Delphinarium : la fin de la reproduction en captivité au cœur du débat


  • Delphinarium : la fin de la reproduction en captivité au cœur du débatPhoto : Shutterstock
  • Protection/ Maltraitance

    Le Marineland d’Antibes demande la réécriture de l’arrêté, interdisant notamment la reproduction en captivité des dauphins, au nom du bien-être animal. L’argument passe mal auprès des associations de défense des animaux qui demandent la mise en place de programmes de réhabilitation à la vie sauvage pour les cétacés en captivité.

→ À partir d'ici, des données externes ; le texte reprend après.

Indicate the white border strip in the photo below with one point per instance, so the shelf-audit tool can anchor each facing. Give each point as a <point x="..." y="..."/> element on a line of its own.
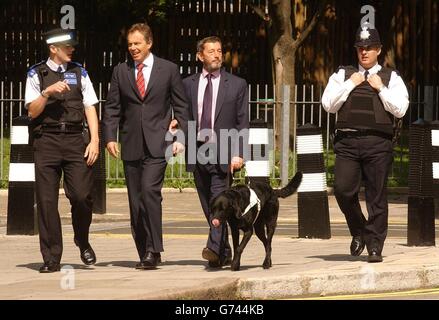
<point x="435" y="170"/>
<point x="435" y="138"/>
<point x="258" y="136"/>
<point x="19" y="135"/>
<point x="313" y="182"/>
<point x="309" y="144"/>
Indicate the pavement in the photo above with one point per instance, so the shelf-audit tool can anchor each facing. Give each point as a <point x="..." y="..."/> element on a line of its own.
<point x="301" y="267"/>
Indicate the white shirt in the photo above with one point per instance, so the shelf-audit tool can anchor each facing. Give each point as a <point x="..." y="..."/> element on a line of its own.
<point x="202" y="84"/>
<point x="394" y="97"/>
<point x="148" y="62"/>
<point x="33" y="91"/>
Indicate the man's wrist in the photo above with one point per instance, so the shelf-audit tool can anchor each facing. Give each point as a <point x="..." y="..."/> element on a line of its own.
<point x="44" y="94"/>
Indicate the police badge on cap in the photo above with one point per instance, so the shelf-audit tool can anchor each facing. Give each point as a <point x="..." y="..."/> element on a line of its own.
<point x="367" y="36"/>
<point x="60" y="36"/>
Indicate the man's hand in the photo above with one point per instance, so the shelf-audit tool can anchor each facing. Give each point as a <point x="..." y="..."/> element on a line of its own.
<point x="357" y="78"/>
<point x="113" y="149"/>
<point x="375" y="82"/>
<point x="236" y="163"/>
<point x="58" y="87"/>
<point x="92" y="152"/>
<point x="177" y="147"/>
<point x="173" y="126"/>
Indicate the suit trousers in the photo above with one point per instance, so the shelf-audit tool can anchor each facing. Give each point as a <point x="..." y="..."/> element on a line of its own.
<point x="210" y="180"/>
<point x="144" y="180"/>
<point x="54" y="154"/>
<point x="368" y="159"/>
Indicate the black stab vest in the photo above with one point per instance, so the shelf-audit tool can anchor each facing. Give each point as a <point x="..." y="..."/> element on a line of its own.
<point x="363" y="109"/>
<point x="67" y="107"/>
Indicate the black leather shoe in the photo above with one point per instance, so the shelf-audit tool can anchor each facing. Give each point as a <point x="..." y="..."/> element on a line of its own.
<point x="357" y="245"/>
<point x="214" y="261"/>
<point x="88" y="256"/>
<point x="374" y="256"/>
<point x="151" y="260"/>
<point x="50" y="267"/>
<point x="211" y="256"/>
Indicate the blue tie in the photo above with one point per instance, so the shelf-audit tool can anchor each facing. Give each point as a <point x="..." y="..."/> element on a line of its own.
<point x="206" y="115"/>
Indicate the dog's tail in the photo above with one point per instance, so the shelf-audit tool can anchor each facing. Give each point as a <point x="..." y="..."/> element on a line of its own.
<point x="291" y="186"/>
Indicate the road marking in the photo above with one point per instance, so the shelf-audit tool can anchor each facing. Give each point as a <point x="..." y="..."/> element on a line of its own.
<point x="416" y="292"/>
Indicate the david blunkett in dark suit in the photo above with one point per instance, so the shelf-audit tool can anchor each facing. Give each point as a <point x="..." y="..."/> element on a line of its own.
<point x="142" y="95"/>
<point x="218" y="101"/>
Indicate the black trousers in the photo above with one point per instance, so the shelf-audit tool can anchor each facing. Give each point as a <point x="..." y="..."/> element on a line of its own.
<point x="54" y="154"/>
<point x="368" y="159"/>
<point x="144" y="180"/>
<point x="210" y="180"/>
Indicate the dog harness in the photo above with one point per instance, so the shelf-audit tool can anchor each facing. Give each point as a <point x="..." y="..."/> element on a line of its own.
<point x="254" y="200"/>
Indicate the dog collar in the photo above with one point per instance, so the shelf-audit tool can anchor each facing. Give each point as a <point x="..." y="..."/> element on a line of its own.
<point x="254" y="200"/>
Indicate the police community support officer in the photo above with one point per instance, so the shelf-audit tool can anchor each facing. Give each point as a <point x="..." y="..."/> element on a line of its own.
<point x="58" y="94"/>
<point x="366" y="99"/>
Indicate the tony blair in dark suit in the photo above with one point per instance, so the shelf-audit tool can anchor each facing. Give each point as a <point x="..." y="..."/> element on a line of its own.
<point x="142" y="95"/>
<point x="218" y="102"/>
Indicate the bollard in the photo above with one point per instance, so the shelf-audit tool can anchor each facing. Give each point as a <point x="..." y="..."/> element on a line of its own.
<point x="435" y="164"/>
<point x="258" y="168"/>
<point x="421" y="223"/>
<point x="312" y="195"/>
<point x="99" y="179"/>
<point x="22" y="213"/>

    Ca ne passe pas : la publication d’un arrêté le 6 mai dernier au Journal Officiel, visant à renforcer la réglementation des delphinariums, n’est pas acceptée par les quatre parcs français* ayant des bassins avec des orques et des dauphins. Parmi eux, le Marineland d’Antibes a annoncé avoir déposé un recours devant le Conseil d’Etat pour que soit réécrit cet arrêté, signé par Ségolène Royal lorsque elle était encore ministre de l’Environnement.

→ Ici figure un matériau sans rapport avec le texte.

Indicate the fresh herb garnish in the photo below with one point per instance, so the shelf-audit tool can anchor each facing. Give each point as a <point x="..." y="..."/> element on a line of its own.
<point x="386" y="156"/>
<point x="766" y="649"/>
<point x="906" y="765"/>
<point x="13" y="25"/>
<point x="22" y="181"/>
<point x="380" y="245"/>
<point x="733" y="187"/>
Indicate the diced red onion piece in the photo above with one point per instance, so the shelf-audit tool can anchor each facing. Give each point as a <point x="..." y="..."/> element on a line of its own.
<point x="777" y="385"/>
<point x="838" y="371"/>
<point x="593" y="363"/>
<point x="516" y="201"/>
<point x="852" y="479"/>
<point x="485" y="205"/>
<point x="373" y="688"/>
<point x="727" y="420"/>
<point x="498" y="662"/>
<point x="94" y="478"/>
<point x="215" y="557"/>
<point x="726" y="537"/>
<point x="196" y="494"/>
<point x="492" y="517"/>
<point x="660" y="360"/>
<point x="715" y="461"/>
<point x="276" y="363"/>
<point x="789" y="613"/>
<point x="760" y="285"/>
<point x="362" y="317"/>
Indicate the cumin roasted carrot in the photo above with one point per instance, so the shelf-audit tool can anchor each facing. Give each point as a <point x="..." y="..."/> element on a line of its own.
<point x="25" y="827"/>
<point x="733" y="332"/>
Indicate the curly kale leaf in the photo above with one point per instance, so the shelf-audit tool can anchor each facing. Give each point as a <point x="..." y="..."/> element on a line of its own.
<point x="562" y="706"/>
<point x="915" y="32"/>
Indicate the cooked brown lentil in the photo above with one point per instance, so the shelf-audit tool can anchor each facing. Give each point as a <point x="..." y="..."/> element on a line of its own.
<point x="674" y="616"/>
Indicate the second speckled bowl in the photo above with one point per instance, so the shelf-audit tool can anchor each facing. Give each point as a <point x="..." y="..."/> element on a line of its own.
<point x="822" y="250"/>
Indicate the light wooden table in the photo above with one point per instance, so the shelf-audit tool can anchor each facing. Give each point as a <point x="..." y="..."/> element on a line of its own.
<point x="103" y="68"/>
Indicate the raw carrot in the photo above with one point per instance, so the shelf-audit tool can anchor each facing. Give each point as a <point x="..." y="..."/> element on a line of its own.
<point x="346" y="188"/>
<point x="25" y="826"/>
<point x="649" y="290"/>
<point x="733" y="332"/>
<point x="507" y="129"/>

    « Nous ne sommes pas là pour crier au scandale, insiste Pascal Picot, Directeur général de Marineland. Nous sommes pour une révision de la réglementation des delphinariums datant de 1981, car elle est obsolète, mais nous demandons la réécriture de l’arrêté du 6 mai dernier car pour nous il est difficilement tenable. » Pour le parc, le principal problème vient de l’interdiction de reproduction des dauphins en captivité (s’ajoutant à une interdiction similaire pour les orques), introduite « à la dernière minute » dans le texte de l’arrêté qui se limitait, dans son avant-dernière version, à un « contrôle étroit de la reproduction des dauphins ».  

    Protection animale et enjeux économiques

    Le véritable enjeu de ce nouvel arrêté, pour Marineland comme pour les autres delphinariums français, est d’ordre économique. La disparition programmée des dauphins en captivité devrait effectivement conduire à la fin « de l’activité des delphinariums », comme le dénonce Marineland dans un communiqué, et donc à la fin des recettes  engendrées par ces animaux. Qualifiés de « légendaires » par le parc, au même titre que « les orques, les otaries et les tortues », les dauphins font partie intégrante du succès d’une structure comme Marineland, « accueillant un million de visiteurs chaque année ». En outre, en imposant de nouvelles normes, notamment sur la taille des bassins, pour améliorer les conditions de vie des cétacés, l’arrêté du 6 mai oblige les parcs à delphinariums à faire de nouveaux investissements. Mais pour le directeur du Marineland, « on ne peut pas nous demander d’investir des millions d’euros pour faire des travaux dans nos bassins et nous dire, dans le même temps, que nous n’existerons plus à plus ou moins court terme ».

    Cependant, ce ne sont pas ces contraintes économiques qui sont principalement mises en avant par le parc d’Antibes pour demander une révision de l’arrêté du 6 mai 2017, mais une problématique d’une tout autre nature : pour Marineland, interdire la reproduction des dauphins est une atteinte au bien-être animal, justement défendu par la nouvelle réglementation.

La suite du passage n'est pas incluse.